I See Hans. Where is Franz?
Vote Now and Think About it Latuh
I'm sorry to say that today I thought of Marcel Vigneron while I was in the shower.
I was thinking about foodies and how awful they are. I crap on them here from time to time, and I was asking myself if I was being too harsh. And of course, my unbiased answer was "no."
One the one hand I realize--I think I realize--what they are trying to do with their tiny servings of odd food. I believe the idea is to give people brief exposures to new and interesting flavors and textures, which differs from my goal of stuffing people until they become welded to their couches. And I suppose there is something respectable about the small odd food approach. On the other hand I realized that there is no way in hell I would stand around in my kitchen with flour in my hair, working for hours to create that crap. Would you? If you had the skills of, say, an Alton Brown, would you spend them on tiny, four-layer stacks of wood ears and sheep brains surrounded by trite swoopy patterns of mystery sauce?

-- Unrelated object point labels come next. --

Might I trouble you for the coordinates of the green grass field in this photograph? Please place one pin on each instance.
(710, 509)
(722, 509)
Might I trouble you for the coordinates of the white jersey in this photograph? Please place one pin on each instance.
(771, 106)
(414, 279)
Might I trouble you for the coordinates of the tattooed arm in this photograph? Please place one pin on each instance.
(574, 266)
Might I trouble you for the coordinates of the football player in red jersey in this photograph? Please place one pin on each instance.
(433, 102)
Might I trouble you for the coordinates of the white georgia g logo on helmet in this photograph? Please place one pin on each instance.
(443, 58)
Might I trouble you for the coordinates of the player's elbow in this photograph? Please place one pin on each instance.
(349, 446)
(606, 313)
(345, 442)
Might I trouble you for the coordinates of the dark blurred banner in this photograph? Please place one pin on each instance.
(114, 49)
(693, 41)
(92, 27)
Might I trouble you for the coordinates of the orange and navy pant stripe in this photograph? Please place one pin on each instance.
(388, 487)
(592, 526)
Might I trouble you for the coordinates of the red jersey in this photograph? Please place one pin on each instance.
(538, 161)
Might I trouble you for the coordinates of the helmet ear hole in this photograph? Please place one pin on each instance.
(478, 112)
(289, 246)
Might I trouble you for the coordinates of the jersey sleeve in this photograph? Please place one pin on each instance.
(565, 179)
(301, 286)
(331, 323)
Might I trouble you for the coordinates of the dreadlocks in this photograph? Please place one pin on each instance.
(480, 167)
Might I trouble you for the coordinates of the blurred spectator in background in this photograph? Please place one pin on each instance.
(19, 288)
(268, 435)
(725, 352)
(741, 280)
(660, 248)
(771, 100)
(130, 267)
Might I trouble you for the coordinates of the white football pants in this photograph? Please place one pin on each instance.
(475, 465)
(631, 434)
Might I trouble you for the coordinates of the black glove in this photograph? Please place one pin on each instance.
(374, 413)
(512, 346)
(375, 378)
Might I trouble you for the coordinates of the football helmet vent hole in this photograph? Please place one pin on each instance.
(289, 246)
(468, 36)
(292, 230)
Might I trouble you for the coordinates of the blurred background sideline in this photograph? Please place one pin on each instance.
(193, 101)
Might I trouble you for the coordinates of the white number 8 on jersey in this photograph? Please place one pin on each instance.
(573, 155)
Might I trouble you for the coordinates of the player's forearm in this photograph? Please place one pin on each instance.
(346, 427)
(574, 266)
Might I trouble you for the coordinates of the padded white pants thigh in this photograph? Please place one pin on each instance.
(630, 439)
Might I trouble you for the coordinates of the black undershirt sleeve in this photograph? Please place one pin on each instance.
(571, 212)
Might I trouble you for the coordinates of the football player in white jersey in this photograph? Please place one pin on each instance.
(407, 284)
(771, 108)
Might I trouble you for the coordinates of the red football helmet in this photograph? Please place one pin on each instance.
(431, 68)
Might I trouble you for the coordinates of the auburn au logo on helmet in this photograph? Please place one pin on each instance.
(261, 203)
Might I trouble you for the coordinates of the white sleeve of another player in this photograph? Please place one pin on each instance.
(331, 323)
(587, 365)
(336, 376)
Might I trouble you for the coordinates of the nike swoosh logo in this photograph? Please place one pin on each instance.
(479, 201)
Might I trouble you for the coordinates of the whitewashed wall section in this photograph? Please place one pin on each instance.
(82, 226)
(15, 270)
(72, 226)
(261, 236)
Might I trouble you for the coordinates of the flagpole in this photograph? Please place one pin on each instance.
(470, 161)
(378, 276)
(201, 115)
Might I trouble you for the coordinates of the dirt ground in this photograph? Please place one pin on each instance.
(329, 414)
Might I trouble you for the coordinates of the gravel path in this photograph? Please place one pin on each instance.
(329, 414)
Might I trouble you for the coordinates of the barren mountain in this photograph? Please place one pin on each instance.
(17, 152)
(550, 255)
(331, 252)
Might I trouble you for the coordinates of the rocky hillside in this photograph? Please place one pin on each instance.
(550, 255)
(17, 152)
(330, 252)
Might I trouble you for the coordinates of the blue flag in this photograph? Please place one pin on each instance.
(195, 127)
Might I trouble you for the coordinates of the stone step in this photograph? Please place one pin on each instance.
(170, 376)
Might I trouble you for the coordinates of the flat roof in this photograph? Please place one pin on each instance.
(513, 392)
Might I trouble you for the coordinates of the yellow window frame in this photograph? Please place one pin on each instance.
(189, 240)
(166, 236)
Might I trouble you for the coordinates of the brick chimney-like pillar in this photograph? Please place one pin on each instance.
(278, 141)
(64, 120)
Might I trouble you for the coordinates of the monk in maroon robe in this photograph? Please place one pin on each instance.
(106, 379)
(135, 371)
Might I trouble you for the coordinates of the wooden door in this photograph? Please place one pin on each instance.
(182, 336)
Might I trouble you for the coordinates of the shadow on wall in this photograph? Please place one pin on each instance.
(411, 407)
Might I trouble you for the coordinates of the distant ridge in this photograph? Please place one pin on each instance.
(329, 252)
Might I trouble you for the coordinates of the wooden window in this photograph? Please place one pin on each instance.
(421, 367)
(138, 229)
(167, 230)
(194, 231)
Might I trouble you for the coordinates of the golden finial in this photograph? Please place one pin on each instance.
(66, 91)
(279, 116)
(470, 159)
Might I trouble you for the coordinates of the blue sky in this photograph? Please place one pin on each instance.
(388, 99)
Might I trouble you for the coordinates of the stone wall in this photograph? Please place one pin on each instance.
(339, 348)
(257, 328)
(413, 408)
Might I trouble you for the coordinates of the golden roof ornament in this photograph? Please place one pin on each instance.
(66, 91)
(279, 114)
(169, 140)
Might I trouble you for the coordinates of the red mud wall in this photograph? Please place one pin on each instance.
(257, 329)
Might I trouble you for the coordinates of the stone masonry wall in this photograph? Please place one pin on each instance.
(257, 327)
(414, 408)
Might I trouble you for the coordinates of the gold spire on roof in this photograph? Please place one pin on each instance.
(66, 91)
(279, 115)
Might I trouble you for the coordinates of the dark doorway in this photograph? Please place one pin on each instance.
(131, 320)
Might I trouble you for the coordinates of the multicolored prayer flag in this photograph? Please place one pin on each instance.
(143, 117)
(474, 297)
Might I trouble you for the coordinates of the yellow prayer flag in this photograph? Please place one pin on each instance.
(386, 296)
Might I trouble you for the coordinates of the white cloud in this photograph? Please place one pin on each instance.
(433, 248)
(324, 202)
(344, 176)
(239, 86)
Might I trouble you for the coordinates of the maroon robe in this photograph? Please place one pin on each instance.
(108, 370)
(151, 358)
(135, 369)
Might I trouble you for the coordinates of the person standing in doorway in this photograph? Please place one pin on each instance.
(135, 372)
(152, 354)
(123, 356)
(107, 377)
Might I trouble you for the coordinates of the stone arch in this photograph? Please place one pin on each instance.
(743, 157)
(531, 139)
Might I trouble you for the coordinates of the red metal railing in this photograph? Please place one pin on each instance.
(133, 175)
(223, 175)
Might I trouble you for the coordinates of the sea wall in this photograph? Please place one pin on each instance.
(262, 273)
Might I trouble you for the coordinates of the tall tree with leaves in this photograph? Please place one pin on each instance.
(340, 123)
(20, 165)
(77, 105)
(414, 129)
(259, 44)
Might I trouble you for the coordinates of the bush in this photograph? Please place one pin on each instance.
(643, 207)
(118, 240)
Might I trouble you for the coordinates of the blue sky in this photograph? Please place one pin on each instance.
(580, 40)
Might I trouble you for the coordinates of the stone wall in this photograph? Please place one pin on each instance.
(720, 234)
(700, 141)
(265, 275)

Seriously.
I don't know what I'd do if I went to dinner at someone's house and they served me tiny four-layer stacks of weird food. Eat it and smile and go to Wendy's on the way home, I guess. Food other people cook for me is usually bad anyway, so it wouldn't be traumatic. If I like you, I eat the food and thank you for it. Isn't that what everyone does? I don't really go to other people's houses for the food, anyway.

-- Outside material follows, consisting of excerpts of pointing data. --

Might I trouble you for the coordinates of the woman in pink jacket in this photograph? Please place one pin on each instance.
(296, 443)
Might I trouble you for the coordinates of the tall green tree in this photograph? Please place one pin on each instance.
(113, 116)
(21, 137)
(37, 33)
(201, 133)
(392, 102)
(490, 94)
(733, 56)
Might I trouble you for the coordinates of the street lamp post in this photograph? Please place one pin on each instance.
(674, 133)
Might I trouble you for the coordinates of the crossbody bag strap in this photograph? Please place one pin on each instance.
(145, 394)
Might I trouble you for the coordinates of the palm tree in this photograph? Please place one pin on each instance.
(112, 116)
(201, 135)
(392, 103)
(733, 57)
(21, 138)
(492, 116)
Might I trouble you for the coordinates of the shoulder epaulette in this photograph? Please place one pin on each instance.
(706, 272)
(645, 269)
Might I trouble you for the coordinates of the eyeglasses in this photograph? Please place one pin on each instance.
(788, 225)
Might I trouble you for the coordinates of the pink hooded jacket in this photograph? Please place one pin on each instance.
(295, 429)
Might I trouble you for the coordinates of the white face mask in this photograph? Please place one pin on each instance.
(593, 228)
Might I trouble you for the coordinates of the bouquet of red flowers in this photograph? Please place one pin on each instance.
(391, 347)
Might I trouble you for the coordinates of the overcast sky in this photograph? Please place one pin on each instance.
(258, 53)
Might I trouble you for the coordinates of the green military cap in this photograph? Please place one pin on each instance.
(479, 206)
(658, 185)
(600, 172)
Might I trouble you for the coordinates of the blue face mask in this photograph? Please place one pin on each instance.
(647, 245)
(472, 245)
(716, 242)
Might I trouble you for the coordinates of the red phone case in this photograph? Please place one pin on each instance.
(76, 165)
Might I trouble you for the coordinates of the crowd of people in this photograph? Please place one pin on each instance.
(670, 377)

Here is the effect I shoot for when I cook. The guest takes a bite of whatever it is I cooked, and he or she puts his fork down, and the eyes roll back in the head, and they say, "Oh, my God." I don't want to hear a lot of crap about how I'm the first person to put X and Y together. I don't want to hear the word "plating." I'm happy as long as you can't stop ramming it in your face.
Call me crazy.
I get that effect here by myself. The other day I fried doughnuts in coconut oil and dipped them in my special glaze, and I took a bite out of one, and my knees bent involuntarily and I had to hold onto the stove. I consider that success.

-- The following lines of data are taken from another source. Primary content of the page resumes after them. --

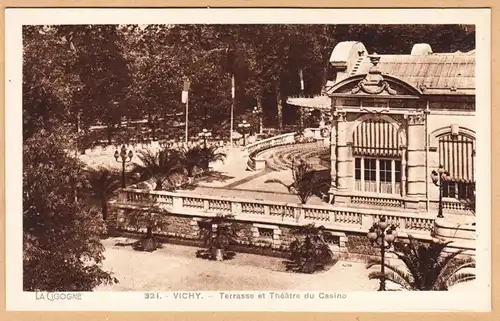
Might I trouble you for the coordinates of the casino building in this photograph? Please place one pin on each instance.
(392, 120)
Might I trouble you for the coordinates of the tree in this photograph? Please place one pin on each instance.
(210, 154)
(426, 267)
(159, 165)
(309, 252)
(152, 218)
(104, 73)
(103, 184)
(306, 181)
(49, 81)
(61, 237)
(191, 159)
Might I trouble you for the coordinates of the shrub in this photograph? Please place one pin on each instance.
(309, 252)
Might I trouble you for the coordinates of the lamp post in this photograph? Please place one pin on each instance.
(205, 134)
(383, 236)
(244, 125)
(123, 157)
(438, 177)
(258, 113)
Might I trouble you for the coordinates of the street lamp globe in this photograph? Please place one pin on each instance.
(382, 223)
(372, 235)
(389, 237)
(394, 231)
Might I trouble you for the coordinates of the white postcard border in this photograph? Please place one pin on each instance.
(478, 300)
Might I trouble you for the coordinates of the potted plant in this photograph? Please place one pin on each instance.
(309, 252)
(426, 267)
(306, 181)
(152, 218)
(217, 234)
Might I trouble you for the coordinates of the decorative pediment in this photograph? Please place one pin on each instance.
(374, 83)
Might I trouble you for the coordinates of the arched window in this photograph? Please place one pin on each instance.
(456, 154)
(377, 157)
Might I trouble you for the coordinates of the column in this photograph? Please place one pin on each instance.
(403, 171)
(416, 160)
(333, 156)
(343, 159)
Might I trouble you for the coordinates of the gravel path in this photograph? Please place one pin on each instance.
(175, 267)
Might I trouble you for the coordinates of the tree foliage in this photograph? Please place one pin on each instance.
(159, 165)
(62, 248)
(426, 267)
(103, 73)
(306, 181)
(309, 252)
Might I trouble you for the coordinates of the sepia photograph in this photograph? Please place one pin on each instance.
(223, 160)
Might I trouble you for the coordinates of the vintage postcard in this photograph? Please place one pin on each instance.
(248, 160)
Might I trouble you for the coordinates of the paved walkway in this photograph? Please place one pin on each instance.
(175, 267)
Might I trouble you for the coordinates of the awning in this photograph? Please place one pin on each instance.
(317, 102)
(376, 138)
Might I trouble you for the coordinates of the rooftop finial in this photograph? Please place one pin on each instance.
(374, 59)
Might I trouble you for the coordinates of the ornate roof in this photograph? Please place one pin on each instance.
(448, 74)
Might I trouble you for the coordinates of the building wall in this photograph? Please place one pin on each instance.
(418, 134)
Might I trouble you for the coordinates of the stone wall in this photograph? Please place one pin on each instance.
(344, 245)
(359, 244)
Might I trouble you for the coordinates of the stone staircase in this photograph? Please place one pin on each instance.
(282, 158)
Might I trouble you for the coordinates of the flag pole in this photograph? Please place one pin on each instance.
(185, 99)
(232, 110)
(301, 109)
(187, 117)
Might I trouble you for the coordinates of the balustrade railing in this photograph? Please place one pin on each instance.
(261, 145)
(258, 210)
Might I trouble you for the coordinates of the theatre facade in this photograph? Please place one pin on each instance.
(393, 119)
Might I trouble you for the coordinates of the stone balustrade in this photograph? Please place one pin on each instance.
(332, 217)
(254, 162)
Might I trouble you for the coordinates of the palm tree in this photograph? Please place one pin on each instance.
(305, 183)
(191, 159)
(211, 154)
(160, 165)
(151, 217)
(218, 233)
(103, 184)
(426, 267)
(309, 252)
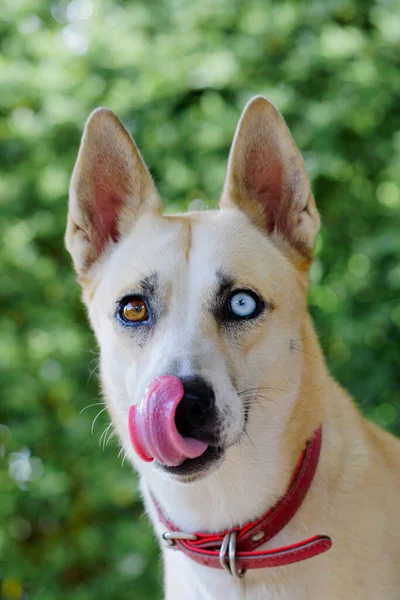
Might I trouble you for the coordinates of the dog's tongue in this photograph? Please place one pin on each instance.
(152, 425)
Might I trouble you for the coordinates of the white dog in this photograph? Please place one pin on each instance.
(260, 476)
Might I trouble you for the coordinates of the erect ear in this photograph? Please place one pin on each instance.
(266, 179)
(110, 185)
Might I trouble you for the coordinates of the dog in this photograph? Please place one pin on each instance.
(260, 476)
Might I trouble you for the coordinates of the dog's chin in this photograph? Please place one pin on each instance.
(196, 468)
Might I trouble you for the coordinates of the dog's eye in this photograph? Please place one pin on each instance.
(134, 310)
(243, 305)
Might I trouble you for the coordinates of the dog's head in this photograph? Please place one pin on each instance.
(216, 298)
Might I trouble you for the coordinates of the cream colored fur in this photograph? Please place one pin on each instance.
(354, 497)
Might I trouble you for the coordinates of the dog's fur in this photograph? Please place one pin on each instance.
(262, 238)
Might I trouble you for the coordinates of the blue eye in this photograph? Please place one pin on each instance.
(243, 305)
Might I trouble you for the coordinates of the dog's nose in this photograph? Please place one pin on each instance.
(195, 414)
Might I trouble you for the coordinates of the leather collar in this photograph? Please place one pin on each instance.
(235, 549)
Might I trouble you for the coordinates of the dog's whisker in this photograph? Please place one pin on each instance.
(111, 435)
(104, 434)
(96, 417)
(304, 352)
(92, 372)
(90, 406)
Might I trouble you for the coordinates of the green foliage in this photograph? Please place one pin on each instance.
(177, 73)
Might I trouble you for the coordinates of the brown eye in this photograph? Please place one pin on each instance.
(134, 310)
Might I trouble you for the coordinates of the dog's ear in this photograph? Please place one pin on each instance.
(266, 179)
(110, 185)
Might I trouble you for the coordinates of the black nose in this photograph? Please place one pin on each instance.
(195, 414)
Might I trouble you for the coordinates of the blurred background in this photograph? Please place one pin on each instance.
(178, 74)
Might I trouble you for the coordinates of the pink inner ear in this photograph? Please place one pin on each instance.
(264, 180)
(108, 203)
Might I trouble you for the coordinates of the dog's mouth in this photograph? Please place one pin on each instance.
(195, 468)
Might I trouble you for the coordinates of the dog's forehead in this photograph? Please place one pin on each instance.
(203, 244)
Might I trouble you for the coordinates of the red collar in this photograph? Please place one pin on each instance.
(235, 550)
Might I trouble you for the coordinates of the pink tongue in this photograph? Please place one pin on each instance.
(152, 425)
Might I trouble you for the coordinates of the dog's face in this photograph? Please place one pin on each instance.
(215, 298)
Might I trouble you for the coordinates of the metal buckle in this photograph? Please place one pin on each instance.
(170, 537)
(229, 544)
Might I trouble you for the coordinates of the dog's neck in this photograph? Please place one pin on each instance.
(247, 484)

I am pretty sure the people who started haute cuisine were a lot more like me than foodies. When you read about the food great French chefs used to cook, it's always pretty excessive. Big dishes piled high with good stuff. By the wagonload. I don't know how we got away from that.
A reader left a great comment here, which I am too lazy to look up. The gist of it was that pretentious freaks had screwed up art and music, and now they were after food. I think there is something to that, although nouvelle food usually tastes okay, whereas post-bop jazz and modern art are, objectively, shit. When you start to feel like you're eating a track from Miles Davis's Bitches Brew, you know you have crossed the line into the realm of really bad food.
Am I the only one who is amazed that Miles Davis and a whole bunch of other people worked on that album and let it hit stores with the word "bitch's" misspelled? Just wondering.
Acid is a hell of a drug.
After wondering if I had been too mean to foodies and concluding that I had not, I wondered if I had been mean incorrectly to Arnold Schwarzenegger. There is a passage in the new cookbook where I make fun of him for endorsing the Bullworker, a stupid fitness toy which, I assure you, is not the reason he won all those bodybuilding competitions.
Yesterday I realized the toy I had seen him promoting was not the Bullworker. It was an even stupider toy. It had a spring in the middle, and there were handles on the ends, and the idea was that if you bent the spring a lot, in a couple of weeks you would look like Lou Ferrigno. So I had libeled Arnold by claiming he promoted the Bullworker.
But guess what? He promoted the Bullworker, too. I Googled it.
I think you know what this means. Once again, I stupidly thought I might be wrong about something but turned out to be right. When will I learn?
You know what he would have promoted if he had been honest? Steroids, group sex, and sexual harassment. I could sort of respect him for that, because those are things he actually believes in.
I still remember a magazine article about Arnold, in which he told a recent immigrant the secret to getting rich in America. "You should sell dildoes," he proclaimed. He told the guy to open a dildo store. I am not kidding. Oddly, he didn't provide reprints of that article to the press during the recall effort. I guess there are some things you want to recall and some things you don't. "Governor Dildo." That should be his name. There was a time when you could reach the age of 40 in America without knowing what a dildo was. Arnold would lower that age to 4.
I think the Bullworker company should start making dildoes. That's hot. They could call them Butchworkers or something. Marketing isn't my area. For maximum benefit, use the Bullworker and the Butchworker at the same time. Be socially liberal and fiscally conservative while stimulating muscle groups you didn't even know you had.
Sometimes I think that in order to describe the times we live in, we would have to clone George Orwell, Hunter Thompson, and Federico Fellini. In one person.
If I turn out to be right about anything else today, you will be the first to know.